Preparation

Tools used: MetaStudio, a data schema definition tool.

In this step, the semantic structure of one of the target pages, named as a sample page, is analyzed, which is preparation for define a data schema stated in the next step.

In a forum, all discussions on a forum topic can be viewed as being put in respective "containers" on an HTML page. The containers are placed one by one in chronological order. Currently, most of forums are built upon a few popular forum platform. All HTML pages containing the containers for discussions are generated on the fly according to a few templates. As a result the data schema is fixed along time. So data extraction from forums are easiest and this preparation step can be finished soon.

In order for MetaStudio to generate data and clue extraction rules, it must be told what is the structure of the discussions' "container" and where the data snippets in the container are fixed. Positioning a data snippets on an HTML page making use of DOM, so being familiar with DOM and HTML are helpful for operators to run MetaSeeker and to define data schemas.

MetaStudio has an embedded DOM tree viewer which provides a GUI for operators to view HTML document's structure. For a complex HTML page, the DOM tree may be very large and complicated to be analyzed. Fortunately, the DOM tree viewer is not the only tool to position a DOM node containing the data snippets to be extracted. MetaStudio provides a reverse selection approach through which the DOM node is selected in the DOM tree viewer by clicking a data snippet on the embedded browser directly. Let's study an example. Assumed a DOM node containing a discussion's title named with the string "Thinking in Java" would be positioned, the operator should just click the string in the embedded browser. Then MetaStudio would position the DOM node so that background color of this row in the DOM tree viewer is changed to blue. It should be paid attention that precision of reverse selection might be poor because if a target node, mainly a text node, was nested deeply in the DOM tree its ancestor instead of itself might be positioned. In these cases, the selected node should be double checked via verifying its value and attributes. If current node is not the expected, the exact one can be found by expanding the subtree under currently positioned node and searching within it.

During analyzing the structure of the HTML page, the operator should make sure which data snippets should be extracted and manipulated later. As an example, we are interesting in the following data snippets:

  • content brief: a brief of the discussion on a topic, which will be indexed and stored into Lucene index base.
  • content: the discussion on a topic, which will be indexed and stored into Lucene index base.
  • title: the title of a book, which will be indexed and stored into Lucene index base.
  • book page: the location storing the book, which will be stored without being indexed into Lucene index base. When the Lucene document containing this field is recalled, the field is presented as a hyper-link through which the book can be downloaded.

Obviously, we want to build up a ebook search engine via which a resource for downloading a book can be found.



Exercises

Make this forum topic to be a sample page against which the following exercises can be taken.
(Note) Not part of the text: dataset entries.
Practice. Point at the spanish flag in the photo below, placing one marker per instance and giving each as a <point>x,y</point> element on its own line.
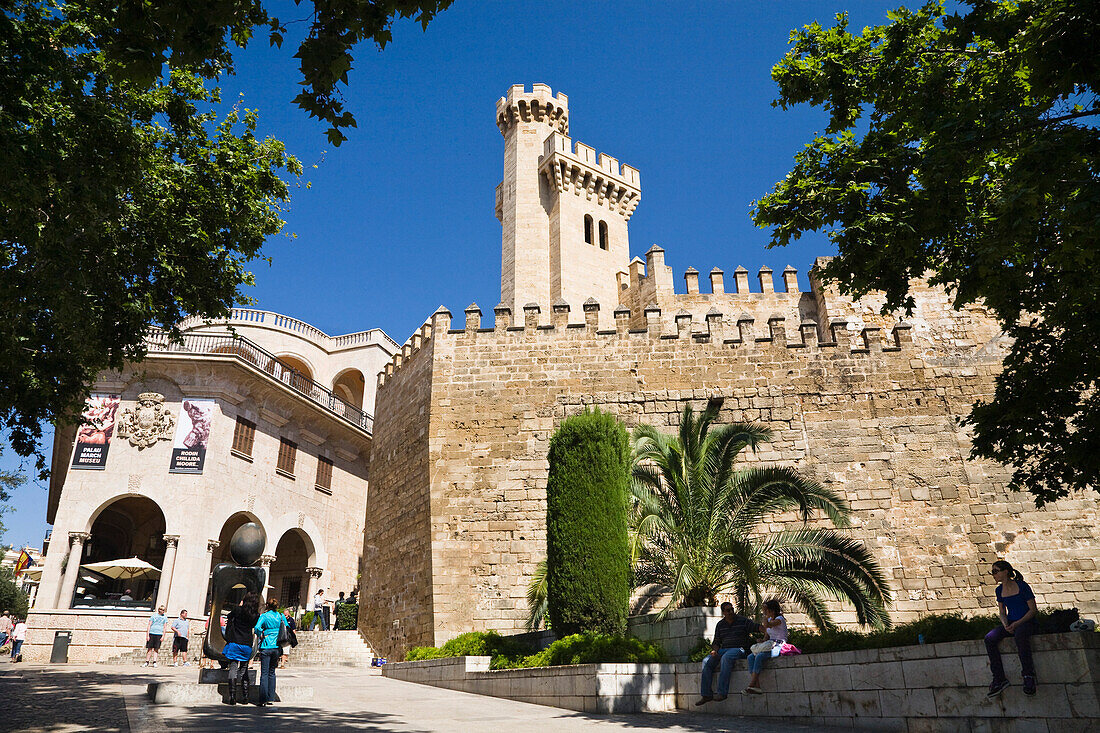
<point>23,562</point>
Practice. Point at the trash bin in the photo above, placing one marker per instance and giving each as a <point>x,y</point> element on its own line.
<point>59,654</point>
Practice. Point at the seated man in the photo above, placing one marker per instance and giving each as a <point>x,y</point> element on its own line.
<point>733,635</point>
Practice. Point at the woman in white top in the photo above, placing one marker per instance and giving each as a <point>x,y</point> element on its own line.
<point>774,625</point>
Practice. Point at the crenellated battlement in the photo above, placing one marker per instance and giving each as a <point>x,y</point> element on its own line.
<point>540,324</point>
<point>539,105</point>
<point>598,177</point>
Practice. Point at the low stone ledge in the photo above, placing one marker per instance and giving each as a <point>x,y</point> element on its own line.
<point>935,687</point>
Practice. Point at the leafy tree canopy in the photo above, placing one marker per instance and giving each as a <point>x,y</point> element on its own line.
<point>964,148</point>
<point>121,206</point>
<point>141,37</point>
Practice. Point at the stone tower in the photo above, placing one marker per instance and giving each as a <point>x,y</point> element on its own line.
<point>563,209</point>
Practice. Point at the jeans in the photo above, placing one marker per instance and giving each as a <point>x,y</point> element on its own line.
<point>1022,635</point>
<point>756,660</point>
<point>725,662</point>
<point>268,660</point>
<point>238,670</point>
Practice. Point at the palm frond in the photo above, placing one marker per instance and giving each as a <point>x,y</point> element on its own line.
<point>538,598</point>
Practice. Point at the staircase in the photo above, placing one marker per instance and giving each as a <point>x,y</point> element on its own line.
<point>336,648</point>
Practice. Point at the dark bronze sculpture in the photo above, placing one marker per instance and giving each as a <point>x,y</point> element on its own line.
<point>245,548</point>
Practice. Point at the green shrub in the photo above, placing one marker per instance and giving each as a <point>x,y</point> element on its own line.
<point>348,615</point>
<point>935,628</point>
<point>475,644</point>
<point>595,648</point>
<point>587,555</point>
<point>576,649</point>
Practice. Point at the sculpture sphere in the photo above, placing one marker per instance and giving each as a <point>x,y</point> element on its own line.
<point>248,544</point>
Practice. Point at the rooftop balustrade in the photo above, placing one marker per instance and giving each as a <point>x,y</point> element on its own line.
<point>245,350</point>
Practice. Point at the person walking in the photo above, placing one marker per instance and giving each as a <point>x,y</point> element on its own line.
<point>774,626</point>
<point>238,649</point>
<point>1015,603</point>
<point>18,636</point>
<point>267,628</point>
<point>155,630</point>
<point>336,611</point>
<point>6,626</point>
<point>292,627</point>
<point>319,620</point>
<point>180,627</point>
<point>733,635</point>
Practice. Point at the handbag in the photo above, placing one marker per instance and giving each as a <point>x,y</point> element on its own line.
<point>284,635</point>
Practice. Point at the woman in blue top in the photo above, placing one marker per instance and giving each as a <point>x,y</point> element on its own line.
<point>267,628</point>
<point>1016,604</point>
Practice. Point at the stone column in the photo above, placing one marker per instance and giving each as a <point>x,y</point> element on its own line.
<point>72,568</point>
<point>265,562</point>
<point>211,546</point>
<point>169,564</point>
<point>315,579</point>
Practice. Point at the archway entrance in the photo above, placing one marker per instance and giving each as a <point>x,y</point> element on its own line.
<point>132,526</point>
<point>288,580</point>
<point>349,386</point>
<point>221,555</point>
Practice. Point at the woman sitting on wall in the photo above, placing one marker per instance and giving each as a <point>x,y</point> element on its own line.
<point>776,626</point>
<point>1016,604</point>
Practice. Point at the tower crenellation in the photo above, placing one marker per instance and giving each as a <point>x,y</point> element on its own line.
<point>563,207</point>
<point>539,105</point>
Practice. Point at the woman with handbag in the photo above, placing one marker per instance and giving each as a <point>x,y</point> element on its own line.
<point>271,628</point>
<point>776,626</point>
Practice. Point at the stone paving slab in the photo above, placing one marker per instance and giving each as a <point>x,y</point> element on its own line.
<point>55,699</point>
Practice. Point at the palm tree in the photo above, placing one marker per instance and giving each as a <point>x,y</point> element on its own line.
<point>695,527</point>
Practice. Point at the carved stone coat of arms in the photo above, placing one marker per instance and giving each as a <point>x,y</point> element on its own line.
<point>147,422</point>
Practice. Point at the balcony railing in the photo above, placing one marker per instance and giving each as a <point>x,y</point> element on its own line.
<point>242,348</point>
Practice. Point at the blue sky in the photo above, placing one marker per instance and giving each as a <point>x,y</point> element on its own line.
<point>399,219</point>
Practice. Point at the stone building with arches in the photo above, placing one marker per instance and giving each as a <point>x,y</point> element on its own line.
<point>259,418</point>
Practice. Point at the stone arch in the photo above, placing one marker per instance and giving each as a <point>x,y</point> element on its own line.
<point>231,524</point>
<point>220,554</point>
<point>124,526</point>
<point>311,535</point>
<point>350,385</point>
<point>287,578</point>
<point>298,363</point>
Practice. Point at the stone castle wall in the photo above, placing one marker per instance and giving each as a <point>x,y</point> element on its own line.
<point>872,416</point>
<point>396,588</point>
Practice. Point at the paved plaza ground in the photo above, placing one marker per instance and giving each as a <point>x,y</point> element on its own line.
<point>73,698</point>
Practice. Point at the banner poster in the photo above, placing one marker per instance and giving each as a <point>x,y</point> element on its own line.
<point>193,436</point>
<point>94,434</point>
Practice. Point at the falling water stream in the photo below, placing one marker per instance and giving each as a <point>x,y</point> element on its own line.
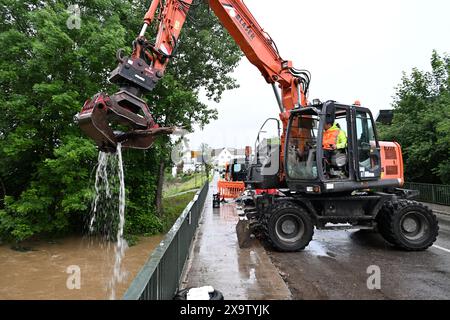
<point>108,211</point>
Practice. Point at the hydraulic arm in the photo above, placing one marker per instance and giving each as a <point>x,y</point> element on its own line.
<point>140,73</point>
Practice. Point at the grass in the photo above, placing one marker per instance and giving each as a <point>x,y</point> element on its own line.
<point>173,207</point>
<point>182,184</point>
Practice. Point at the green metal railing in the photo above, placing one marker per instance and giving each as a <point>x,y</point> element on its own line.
<point>159,278</point>
<point>433,193</point>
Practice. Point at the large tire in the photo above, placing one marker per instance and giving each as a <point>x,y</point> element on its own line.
<point>408,225</point>
<point>289,227</point>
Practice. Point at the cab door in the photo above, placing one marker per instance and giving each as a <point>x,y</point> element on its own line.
<point>367,154</point>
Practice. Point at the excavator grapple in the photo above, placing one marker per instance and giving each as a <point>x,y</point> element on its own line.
<point>124,109</point>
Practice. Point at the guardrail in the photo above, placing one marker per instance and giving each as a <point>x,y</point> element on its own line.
<point>433,193</point>
<point>159,278</point>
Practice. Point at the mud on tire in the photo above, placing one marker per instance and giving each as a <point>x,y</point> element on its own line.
<point>408,225</point>
<point>288,227</point>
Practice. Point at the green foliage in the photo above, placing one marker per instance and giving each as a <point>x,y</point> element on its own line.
<point>421,122</point>
<point>47,71</point>
<point>173,207</point>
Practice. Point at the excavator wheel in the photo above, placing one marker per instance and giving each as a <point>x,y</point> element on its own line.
<point>408,225</point>
<point>288,227</point>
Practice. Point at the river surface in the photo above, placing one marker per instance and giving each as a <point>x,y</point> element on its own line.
<point>42,272</point>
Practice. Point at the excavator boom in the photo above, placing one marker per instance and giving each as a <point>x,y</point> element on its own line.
<point>139,73</point>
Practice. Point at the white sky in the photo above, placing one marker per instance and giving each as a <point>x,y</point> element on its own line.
<point>354,49</point>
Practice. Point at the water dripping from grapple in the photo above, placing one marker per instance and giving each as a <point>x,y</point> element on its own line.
<point>124,108</point>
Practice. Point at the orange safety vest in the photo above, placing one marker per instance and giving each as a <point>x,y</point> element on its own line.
<point>330,137</point>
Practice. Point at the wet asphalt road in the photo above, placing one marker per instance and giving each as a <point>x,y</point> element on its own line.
<point>334,266</point>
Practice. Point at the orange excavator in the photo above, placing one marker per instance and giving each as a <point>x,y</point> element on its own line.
<point>357,186</point>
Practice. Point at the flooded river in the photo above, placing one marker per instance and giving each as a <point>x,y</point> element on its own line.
<point>42,272</point>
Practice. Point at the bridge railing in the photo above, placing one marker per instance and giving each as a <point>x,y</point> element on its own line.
<point>159,278</point>
<point>433,193</point>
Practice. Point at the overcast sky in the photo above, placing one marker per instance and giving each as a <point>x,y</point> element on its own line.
<point>354,49</point>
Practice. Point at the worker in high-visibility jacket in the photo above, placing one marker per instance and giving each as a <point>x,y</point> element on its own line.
<point>334,139</point>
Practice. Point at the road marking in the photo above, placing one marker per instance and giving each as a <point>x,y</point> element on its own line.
<point>438,247</point>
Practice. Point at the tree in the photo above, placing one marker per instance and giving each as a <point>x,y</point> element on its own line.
<point>47,70</point>
<point>421,122</point>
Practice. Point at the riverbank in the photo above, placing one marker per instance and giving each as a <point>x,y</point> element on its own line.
<point>42,272</point>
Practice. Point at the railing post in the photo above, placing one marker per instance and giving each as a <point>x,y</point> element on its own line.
<point>433,193</point>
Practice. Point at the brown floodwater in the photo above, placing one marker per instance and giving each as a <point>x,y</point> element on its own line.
<point>42,272</point>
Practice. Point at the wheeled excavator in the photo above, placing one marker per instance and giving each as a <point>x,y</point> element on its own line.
<point>359,187</point>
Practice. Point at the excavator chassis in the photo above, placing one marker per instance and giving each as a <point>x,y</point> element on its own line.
<point>287,222</point>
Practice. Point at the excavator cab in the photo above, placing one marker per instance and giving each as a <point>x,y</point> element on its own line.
<point>263,172</point>
<point>313,167</point>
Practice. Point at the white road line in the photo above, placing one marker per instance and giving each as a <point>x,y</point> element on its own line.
<point>438,247</point>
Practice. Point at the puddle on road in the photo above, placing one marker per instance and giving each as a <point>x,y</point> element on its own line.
<point>317,249</point>
<point>41,273</point>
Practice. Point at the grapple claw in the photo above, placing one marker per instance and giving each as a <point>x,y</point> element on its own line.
<point>123,108</point>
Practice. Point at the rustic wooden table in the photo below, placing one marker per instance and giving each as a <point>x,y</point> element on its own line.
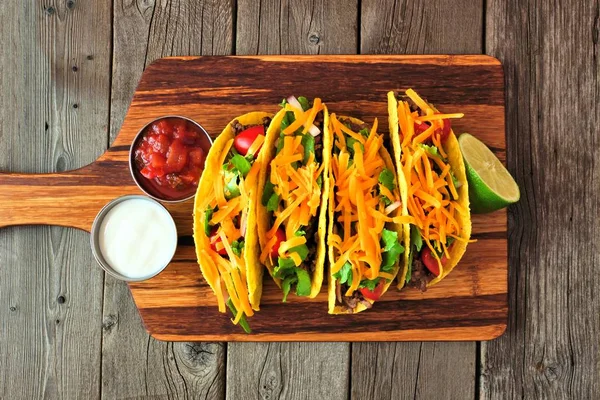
<point>68,70</point>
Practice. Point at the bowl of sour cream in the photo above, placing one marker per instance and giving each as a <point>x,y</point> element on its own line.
<point>133,238</point>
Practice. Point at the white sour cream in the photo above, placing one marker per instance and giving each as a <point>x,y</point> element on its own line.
<point>137,238</point>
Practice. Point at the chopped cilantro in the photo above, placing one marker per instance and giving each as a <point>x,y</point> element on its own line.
<point>207,217</point>
<point>283,264</point>
<point>386,201</point>
<point>243,322</point>
<point>370,284</point>
<point>303,285</point>
<point>350,144</point>
<point>287,120</point>
<point>273,202</point>
<point>416,239</point>
<point>308,143</point>
<point>392,249</point>
<point>344,274</point>
<point>416,243</point>
<point>409,269</point>
<point>240,164</point>
<point>302,251</point>
<point>297,276</point>
<point>386,178</point>
<point>237,246</point>
<point>304,103</point>
<point>267,193</point>
<point>433,150</point>
<point>286,285</point>
<point>231,187</point>
<point>455,181</point>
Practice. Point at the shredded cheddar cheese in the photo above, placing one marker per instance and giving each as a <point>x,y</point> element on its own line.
<point>295,182</point>
<point>359,204</point>
<point>227,272</point>
<point>432,196</point>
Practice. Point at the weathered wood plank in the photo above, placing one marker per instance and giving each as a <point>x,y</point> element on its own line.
<point>421,371</point>
<point>50,288</point>
<point>421,27</point>
<point>292,370</point>
<point>407,370</point>
<point>143,32</point>
<point>287,371</point>
<point>550,54</point>
<point>298,27</point>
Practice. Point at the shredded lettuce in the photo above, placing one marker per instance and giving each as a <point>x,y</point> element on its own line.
<point>308,143</point>
<point>386,178</point>
<point>304,103</point>
<point>240,164</point>
<point>273,202</point>
<point>267,193</point>
<point>344,274</point>
<point>243,322</point>
<point>392,250</point>
<point>207,217</point>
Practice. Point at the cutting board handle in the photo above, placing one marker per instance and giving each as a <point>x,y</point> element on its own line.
<point>70,199</point>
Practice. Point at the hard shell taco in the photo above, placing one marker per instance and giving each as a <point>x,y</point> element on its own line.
<point>428,155</point>
<point>291,205</point>
<point>367,230</point>
<point>225,218</point>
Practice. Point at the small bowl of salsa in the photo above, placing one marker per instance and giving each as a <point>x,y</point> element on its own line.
<point>167,158</point>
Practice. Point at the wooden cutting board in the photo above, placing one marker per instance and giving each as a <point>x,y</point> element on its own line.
<point>470,304</point>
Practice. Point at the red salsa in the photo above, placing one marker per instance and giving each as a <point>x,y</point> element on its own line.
<point>169,158</point>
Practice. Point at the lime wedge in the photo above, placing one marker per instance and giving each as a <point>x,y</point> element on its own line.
<point>491,187</point>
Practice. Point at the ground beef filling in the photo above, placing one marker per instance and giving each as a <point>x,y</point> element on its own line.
<point>420,275</point>
<point>239,128</point>
<point>350,302</point>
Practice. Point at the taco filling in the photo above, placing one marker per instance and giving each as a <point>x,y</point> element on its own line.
<point>292,196</point>
<point>364,238</point>
<point>226,208</point>
<point>433,190</point>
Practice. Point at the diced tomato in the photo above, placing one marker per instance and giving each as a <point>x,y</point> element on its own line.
<point>197,158</point>
<point>171,156</point>
<point>280,238</point>
<point>430,261</point>
<point>422,127</point>
<point>162,127</point>
<point>148,172</point>
<point>375,294</point>
<point>190,177</point>
<point>214,239</point>
<point>244,140</point>
<point>445,130</point>
<point>176,156</point>
<point>159,143</point>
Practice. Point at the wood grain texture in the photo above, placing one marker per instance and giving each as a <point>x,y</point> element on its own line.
<point>474,298</point>
<point>447,26</point>
<point>296,27</point>
<point>292,370</point>
<point>53,107</point>
<point>145,31</point>
<point>288,371</point>
<point>426,370</point>
<point>550,349</point>
<point>421,27</point>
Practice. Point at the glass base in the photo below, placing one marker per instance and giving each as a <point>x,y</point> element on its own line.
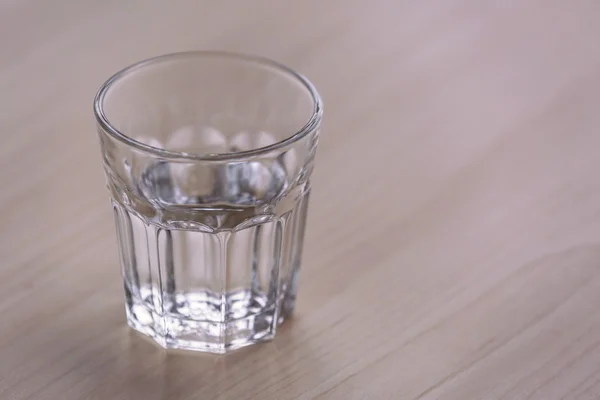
<point>193,321</point>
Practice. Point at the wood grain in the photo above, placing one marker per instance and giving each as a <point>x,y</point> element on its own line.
<point>460,259</point>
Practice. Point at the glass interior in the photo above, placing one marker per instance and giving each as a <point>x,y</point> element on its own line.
<point>208,103</point>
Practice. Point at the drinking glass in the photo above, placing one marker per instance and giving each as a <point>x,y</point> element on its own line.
<point>208,158</point>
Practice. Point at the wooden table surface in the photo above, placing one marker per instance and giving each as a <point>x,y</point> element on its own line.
<point>453,245</point>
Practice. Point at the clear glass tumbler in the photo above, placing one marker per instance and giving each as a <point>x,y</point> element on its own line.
<point>208,157</point>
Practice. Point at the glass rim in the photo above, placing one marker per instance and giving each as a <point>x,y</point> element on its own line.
<point>311,125</point>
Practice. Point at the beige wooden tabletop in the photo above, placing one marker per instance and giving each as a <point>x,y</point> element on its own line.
<point>460,259</point>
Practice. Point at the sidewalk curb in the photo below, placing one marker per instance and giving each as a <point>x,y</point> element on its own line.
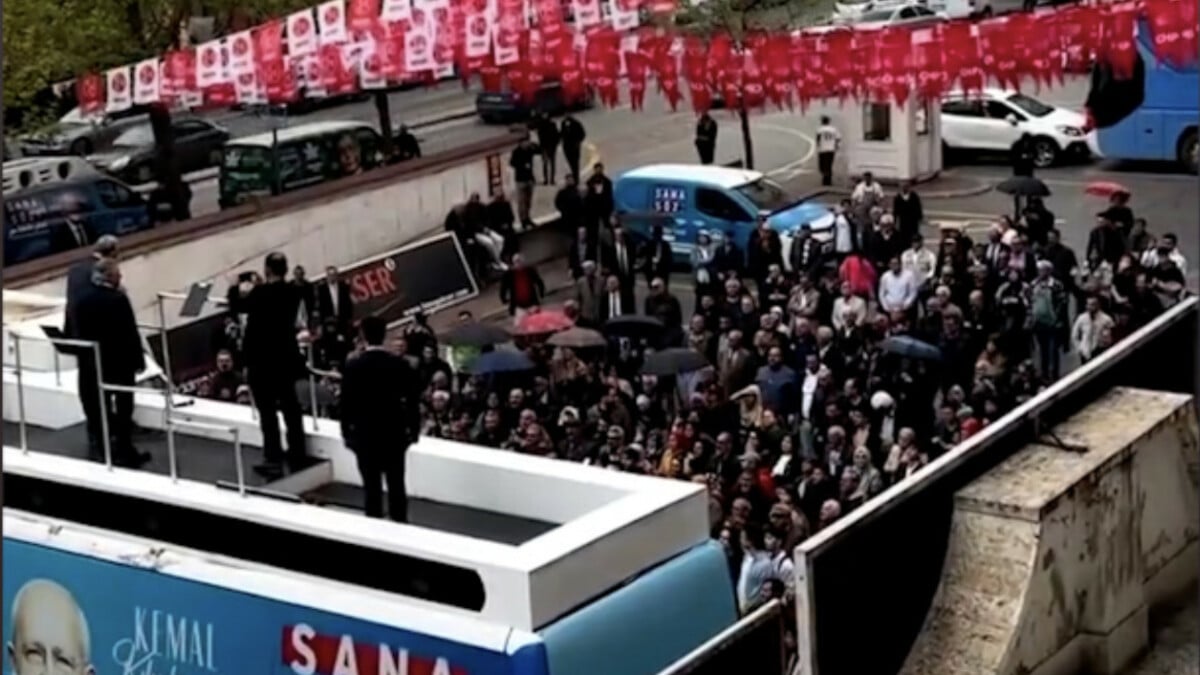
<point>424,123</point>
<point>971,191</point>
<point>433,120</point>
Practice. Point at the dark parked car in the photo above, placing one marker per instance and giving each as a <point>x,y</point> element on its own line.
<point>77,135</point>
<point>198,145</point>
<point>505,107</point>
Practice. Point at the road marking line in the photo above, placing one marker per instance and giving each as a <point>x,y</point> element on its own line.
<point>792,168</point>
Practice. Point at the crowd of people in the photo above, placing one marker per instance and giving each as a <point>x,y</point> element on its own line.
<point>833,370</point>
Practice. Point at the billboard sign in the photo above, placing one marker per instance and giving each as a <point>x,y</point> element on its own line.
<point>425,276</point>
<point>72,613</point>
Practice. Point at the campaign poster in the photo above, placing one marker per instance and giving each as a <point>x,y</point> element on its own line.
<point>71,613</point>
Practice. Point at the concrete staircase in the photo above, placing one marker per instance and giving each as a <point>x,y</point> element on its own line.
<point>1057,554</point>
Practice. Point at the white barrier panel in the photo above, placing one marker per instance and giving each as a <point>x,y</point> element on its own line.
<point>611,526</point>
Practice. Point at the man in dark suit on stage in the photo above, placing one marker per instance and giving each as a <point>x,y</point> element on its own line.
<point>334,302</point>
<point>616,300</point>
<point>102,314</point>
<point>79,278</point>
<point>381,418</point>
<point>274,360</point>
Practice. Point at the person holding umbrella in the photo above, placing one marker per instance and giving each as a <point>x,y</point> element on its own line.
<point>1023,156</point>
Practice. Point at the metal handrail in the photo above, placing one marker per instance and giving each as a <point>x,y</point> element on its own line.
<point>22,425</point>
<point>237,444</point>
<point>169,420</point>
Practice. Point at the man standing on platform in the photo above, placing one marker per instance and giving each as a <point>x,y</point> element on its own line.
<point>573,135</point>
<point>334,302</point>
<point>379,393</point>
<point>79,285</point>
<point>105,316</point>
<point>828,141</point>
<point>522,174</point>
<point>706,138</point>
<point>274,362</point>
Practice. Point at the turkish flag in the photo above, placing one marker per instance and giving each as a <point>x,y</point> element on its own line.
<point>301,34</point>
<point>363,15</point>
<point>147,81</point>
<point>90,93</point>
<point>208,65</point>
<point>331,22</point>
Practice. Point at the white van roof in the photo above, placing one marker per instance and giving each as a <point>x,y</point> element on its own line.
<point>31,172</point>
<point>298,132</point>
<point>714,177</point>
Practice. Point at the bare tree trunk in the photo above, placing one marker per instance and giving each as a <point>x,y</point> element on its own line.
<point>747,142</point>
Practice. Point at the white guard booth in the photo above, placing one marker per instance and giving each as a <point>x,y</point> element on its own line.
<point>895,143</point>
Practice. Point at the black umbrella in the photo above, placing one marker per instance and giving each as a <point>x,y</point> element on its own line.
<point>475,334</point>
<point>1023,186</point>
<point>676,360</point>
<point>501,360</point>
<point>577,339</point>
<point>634,327</point>
<point>912,348</point>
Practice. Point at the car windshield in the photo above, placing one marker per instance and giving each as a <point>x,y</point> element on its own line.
<point>1031,106</point>
<point>766,195</point>
<point>136,137</point>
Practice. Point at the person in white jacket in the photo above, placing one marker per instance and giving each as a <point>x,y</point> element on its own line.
<point>898,288</point>
<point>1085,334</point>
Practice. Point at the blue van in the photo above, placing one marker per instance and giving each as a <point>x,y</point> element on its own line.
<point>55,216</point>
<point>689,199</point>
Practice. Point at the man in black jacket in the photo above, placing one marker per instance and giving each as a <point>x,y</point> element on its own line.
<point>381,419</point>
<point>706,138</point>
<point>274,360</point>
<point>569,204</point>
<point>909,210</point>
<point>547,139</point>
<point>79,278</point>
<point>407,147</point>
<point>105,316</point>
<point>598,201</point>
<point>522,174</point>
<point>571,135</point>
<point>334,302</point>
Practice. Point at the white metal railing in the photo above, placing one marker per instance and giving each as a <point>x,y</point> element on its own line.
<point>171,420</point>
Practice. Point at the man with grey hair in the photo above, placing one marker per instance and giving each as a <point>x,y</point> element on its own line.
<point>105,316</point>
<point>79,276</point>
<point>79,285</point>
<point>49,632</point>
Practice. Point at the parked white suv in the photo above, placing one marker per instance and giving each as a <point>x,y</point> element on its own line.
<point>995,120</point>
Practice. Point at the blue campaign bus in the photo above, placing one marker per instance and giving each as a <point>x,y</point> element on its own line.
<point>1150,117</point>
<point>102,602</point>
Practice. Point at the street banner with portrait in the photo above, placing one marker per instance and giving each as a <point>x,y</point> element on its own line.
<point>72,613</point>
<point>429,276</point>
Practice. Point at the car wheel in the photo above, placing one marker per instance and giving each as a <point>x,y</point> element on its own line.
<point>82,147</point>
<point>1045,153</point>
<point>1189,151</point>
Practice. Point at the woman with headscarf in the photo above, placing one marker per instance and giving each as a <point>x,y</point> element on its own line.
<point>749,407</point>
<point>702,264</point>
<point>756,566</point>
<point>870,479</point>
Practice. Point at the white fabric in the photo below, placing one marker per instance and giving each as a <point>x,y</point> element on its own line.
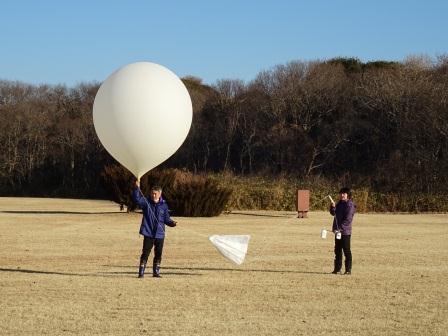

  • Enable reverse selection
  • Click any data snippets on the embedded browser and watch MetaStudio automatically positioning the according DOM nodes.
  • Click the content of the first discussion in the discussion thread. Turn to the DOM Tree Viewer, traverse the tree to locate the nodes about content brief, content, title and book page. Study the HTML structure.
  • Click the content of the second discussion in the discussion thread. Turn to the DOM Tree Viewer, traverse the tree to locate the nodes about content brief, content, title and book page. Study the HTML structure and compare it with that for the first discussion.